= Plea colloquy =

A plea colloquy, in United States criminal procedure, is a conversation between a judge and a criminal defendant who has been sworn under oath, which must occur when the defendant enters a guilty plea in court in order for the plea to be valid. The United States Supreme Court has crafted a doctrine which requires the court to engage in a specific line of inquiry. Because a guilty plea must be made intelligently, knowingly, and voluntarily, the court must advise the defendant of the following things:
1. The nature of the charge
2. The potential penalties which might result from the plea, including any mandatory minimum sentence
3. The defendant's rights to not plead guilty, and to request a jury trial.
The court must ask the defendant if he understands each of these points, and must receive a voluntary affirmative response. Many courts use a script of the questions which the judge will ask the defendant and the defense attorney in a specific order. Failure by the court to advise the defendant of any of the above points will supply the grounds for a collateral attack on the plea; if such an attack is successful, the guilty plea will be withdrawn, and the defendant will be given the opportunity to enter a new plea. The court can accept and bind the defendant to a guilty plea, even if the defendant insists that he is innocent, and merely taking the plea to avoid conviction by a jury.

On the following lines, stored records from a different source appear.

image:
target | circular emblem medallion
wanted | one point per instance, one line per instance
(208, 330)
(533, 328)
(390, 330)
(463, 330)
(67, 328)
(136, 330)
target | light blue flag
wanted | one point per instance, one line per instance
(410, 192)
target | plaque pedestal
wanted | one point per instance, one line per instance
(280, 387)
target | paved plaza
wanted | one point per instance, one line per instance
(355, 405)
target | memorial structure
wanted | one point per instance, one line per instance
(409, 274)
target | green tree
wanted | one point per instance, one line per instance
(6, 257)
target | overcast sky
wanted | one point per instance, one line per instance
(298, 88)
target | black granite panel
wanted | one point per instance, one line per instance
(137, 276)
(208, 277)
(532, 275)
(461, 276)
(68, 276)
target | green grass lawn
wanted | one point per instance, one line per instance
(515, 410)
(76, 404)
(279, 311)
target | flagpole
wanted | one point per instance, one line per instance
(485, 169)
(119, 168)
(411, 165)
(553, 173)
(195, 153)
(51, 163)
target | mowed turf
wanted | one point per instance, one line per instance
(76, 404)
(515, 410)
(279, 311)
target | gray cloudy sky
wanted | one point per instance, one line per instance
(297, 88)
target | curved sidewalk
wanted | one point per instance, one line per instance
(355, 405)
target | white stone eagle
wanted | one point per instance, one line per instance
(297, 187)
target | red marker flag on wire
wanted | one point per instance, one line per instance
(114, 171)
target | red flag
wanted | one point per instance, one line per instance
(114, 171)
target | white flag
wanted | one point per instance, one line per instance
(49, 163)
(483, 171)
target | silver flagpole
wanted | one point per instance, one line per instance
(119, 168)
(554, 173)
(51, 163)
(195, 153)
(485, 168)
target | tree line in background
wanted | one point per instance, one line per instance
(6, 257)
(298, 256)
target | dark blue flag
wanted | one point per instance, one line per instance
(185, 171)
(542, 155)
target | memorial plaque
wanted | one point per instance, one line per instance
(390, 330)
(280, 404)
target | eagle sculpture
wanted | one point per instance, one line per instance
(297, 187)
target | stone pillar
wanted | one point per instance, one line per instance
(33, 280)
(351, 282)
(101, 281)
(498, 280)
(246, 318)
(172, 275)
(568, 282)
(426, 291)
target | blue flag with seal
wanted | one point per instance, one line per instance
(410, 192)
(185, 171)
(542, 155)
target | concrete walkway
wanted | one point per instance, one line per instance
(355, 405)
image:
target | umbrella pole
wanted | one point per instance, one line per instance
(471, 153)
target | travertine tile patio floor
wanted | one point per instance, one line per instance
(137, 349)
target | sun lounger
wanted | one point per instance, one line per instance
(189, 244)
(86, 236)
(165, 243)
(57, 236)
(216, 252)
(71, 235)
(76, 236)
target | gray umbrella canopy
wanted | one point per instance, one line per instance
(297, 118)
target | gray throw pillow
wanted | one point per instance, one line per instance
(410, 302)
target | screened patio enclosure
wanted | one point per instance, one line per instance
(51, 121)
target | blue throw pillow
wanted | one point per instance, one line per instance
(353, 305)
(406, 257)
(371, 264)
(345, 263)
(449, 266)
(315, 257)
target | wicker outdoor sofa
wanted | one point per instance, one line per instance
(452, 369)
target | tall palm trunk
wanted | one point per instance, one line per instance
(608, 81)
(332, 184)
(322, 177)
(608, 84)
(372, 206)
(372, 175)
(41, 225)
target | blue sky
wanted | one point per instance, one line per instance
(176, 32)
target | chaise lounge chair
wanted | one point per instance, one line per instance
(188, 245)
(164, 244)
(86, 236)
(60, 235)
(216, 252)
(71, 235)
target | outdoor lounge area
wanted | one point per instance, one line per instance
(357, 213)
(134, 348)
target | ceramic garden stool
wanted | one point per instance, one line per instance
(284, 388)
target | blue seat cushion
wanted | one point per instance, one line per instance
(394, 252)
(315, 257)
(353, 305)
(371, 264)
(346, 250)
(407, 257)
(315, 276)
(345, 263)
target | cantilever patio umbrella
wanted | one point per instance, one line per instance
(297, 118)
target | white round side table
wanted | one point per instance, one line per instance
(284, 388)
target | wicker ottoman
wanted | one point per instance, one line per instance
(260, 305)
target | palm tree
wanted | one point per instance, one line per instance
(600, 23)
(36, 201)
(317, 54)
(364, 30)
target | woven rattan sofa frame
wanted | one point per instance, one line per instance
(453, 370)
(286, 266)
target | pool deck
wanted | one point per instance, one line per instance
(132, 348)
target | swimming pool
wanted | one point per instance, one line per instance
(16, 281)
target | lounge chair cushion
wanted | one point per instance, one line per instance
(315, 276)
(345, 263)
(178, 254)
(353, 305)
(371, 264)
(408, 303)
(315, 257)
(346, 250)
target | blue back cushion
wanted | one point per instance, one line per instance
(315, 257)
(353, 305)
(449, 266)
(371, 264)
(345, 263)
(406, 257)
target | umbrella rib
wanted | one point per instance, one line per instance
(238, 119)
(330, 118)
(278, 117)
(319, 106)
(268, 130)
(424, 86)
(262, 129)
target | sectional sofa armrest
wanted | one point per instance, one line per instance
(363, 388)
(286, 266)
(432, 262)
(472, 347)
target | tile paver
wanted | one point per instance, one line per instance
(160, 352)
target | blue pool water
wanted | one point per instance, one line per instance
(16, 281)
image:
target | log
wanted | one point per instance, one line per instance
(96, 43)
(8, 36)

Pursuant to the Sixth Amendment to the U.S. Constitution, a criminal defendant has the right to be represented by an attorney during a plea colloquy; failure of the state to provide an attorney to an indigent defendant during such proceedings is grounds for an appeal. It is possible - but very difficult - for a defendant who is so represented to have a plea thrown out due to ineffective assistance of counsel. The defendant must make a positive showing that but for the erroneous advice of counsel, he would not have chosen to plead guilty.